Quelle TVA pour les auto-entrepreneurs ?

Bonne nouvelle ! En matière de taxes, les auto-entrepreneurs bénéficient de plein droit du régime micro-fiscal, ce qui vous fait bénéficier de la franchise de base de TVA.

Une exonération de la TVA pour les auto-entrepreneurs

Concrètement, ce dispositif dispense les entreprises dont le chiffre d’affaires de l’année précédente n’a pas dépassé certains seuils, de déclarer et de payer la TVA sur les prestations ou ventes qu’elles réalisent.

Les seuils de la franchise de TVA

Depuis la réforme des plafonds auto entrepreneur de janvier 2018,  l’auto-entrepreneur est exonéré de TVA tant qu’il ne dépasse pas les seuils suivants:

  • 82 800 € pour la vente de marchandise et l’hébergement,
  • 33 200 € pour les prestations de service.

Dans le cas où l’auto-entrepreneur dépasse les seuils lui ouvrant droit à la franchise de TVA, il devra la facturer (et faire sa déclaration de TVA). Il faut alors qu’il obtienne un numéro de TVA intracommunautaire en s’adressant au service des impôts des entreprises (SIE).

La TVA intracommunautaire

La TVA intracommunautaire vise les échanges qui ont lieu au sein de l’Union Européenne. Il s’agit d’un numéro fiscal (numéro de TVA intracommunautaire) attribué par le fisc, afin d’identifier les entreprises redevables de la TVA dans l’Union européenne. Il doit obligatoirement être indiqué par l’auto-entrepreneur sur ses factures.

→ Ce numéro se  compose

  • du code FR (code pour la France) ;
  • d'une clé informatique à 2 chiffres ;
  • du numéro Siren de l'entreprise (9 chiffres);

Si vous souhaitez obtenir votre numéro de TVA intracommunautaire, vous devez en faire la demande auprès du Service des Impôts des Entreprises auquel vous êtes rattaché.

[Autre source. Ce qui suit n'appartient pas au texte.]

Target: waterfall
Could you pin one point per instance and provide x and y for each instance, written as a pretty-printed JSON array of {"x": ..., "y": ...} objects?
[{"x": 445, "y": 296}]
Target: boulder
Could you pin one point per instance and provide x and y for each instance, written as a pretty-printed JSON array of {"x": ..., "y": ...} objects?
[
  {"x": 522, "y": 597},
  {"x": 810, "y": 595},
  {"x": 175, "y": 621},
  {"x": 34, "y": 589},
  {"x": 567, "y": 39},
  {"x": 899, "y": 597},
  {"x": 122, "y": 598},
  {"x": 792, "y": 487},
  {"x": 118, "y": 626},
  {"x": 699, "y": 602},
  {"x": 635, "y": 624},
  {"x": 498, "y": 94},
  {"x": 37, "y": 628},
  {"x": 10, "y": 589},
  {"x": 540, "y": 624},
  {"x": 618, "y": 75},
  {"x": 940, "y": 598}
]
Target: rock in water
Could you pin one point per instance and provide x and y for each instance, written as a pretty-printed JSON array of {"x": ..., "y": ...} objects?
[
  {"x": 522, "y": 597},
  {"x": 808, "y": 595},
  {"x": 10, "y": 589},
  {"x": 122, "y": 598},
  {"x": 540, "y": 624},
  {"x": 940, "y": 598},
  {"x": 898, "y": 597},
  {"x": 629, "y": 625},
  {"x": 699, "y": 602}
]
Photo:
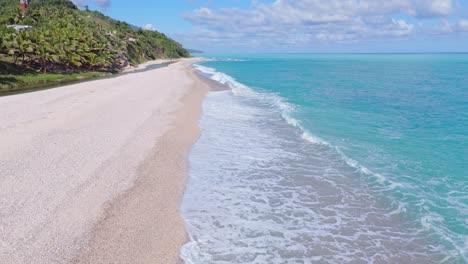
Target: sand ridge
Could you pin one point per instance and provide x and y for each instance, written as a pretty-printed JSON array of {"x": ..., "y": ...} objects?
[{"x": 73, "y": 158}]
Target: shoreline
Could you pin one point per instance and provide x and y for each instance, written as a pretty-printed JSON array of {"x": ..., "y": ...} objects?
[
  {"x": 140, "y": 240},
  {"x": 118, "y": 166}
]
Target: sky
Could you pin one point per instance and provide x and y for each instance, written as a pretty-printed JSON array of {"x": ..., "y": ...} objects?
[{"x": 300, "y": 26}]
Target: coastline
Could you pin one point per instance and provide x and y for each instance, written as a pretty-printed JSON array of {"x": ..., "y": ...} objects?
[
  {"x": 108, "y": 187},
  {"x": 152, "y": 231}
]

Dans le cas où vous exercez une activité d’achat/vente, vous avez besoin d’un numéro de TVA intracommunautaire si vous achetez ou importez des biens en Europe pour un valeur supérieure à 10000€ sur l’année en cours et l’année précédente.Si vous exercez une activité de prestation de services, il n’y a pas de montant minimum et vous devez dans tous les cas obtenir un numéro de TVA intracommunautaire.

Par ailleurs, si vous prévoyez que l’essentiel de votre chiffre sera effectué en Europe, il est conseillé de demander votre numéro de TVA intracommunautaire au moment où vous entamez les démarches pour devenir auto-entrepreneur.

L'URSSAF pour les auto-entrepreneurs

L’URSSAF est un acronyme pour « Union de Recouvrement des cotisations de Sécurité Sociale et d’Allocation Familiales ». C’est un réseau d’organismes privés délégataires d’un service public.

Son rôle est entre autres:

  • D’immatriculer les cotisants et les affilier au régime général;
  • De gérer les Centres de Formalité des Entreprises (CFE) pour les professions libérales;
  • De calculer les cotisations dues, d’appliquer les taux prévus par la Loi, et de veiller à l’application des éventuelles exonérations;
  • De collecter les cotisations et contributions sociales auprès des travailleurs;
  • De veiller à la bonne gestion de la trésorerie de la Sécurité Sociale;
  • De procéder au recouvrement en cas d’incident de paiement;
  • D’apporter des conseils aux entreprises;

L’URSSAF  pour l’auto-entrepreneur

L’URSSAF est obligatoire pour les auto-entrepreneurs exerçant une activité libérale, dont les bénéfices sont issus de la catégorie BNC (bénéfices non commerciaux), et qui dépendent de la CIPAV pour leur sécurité sociale.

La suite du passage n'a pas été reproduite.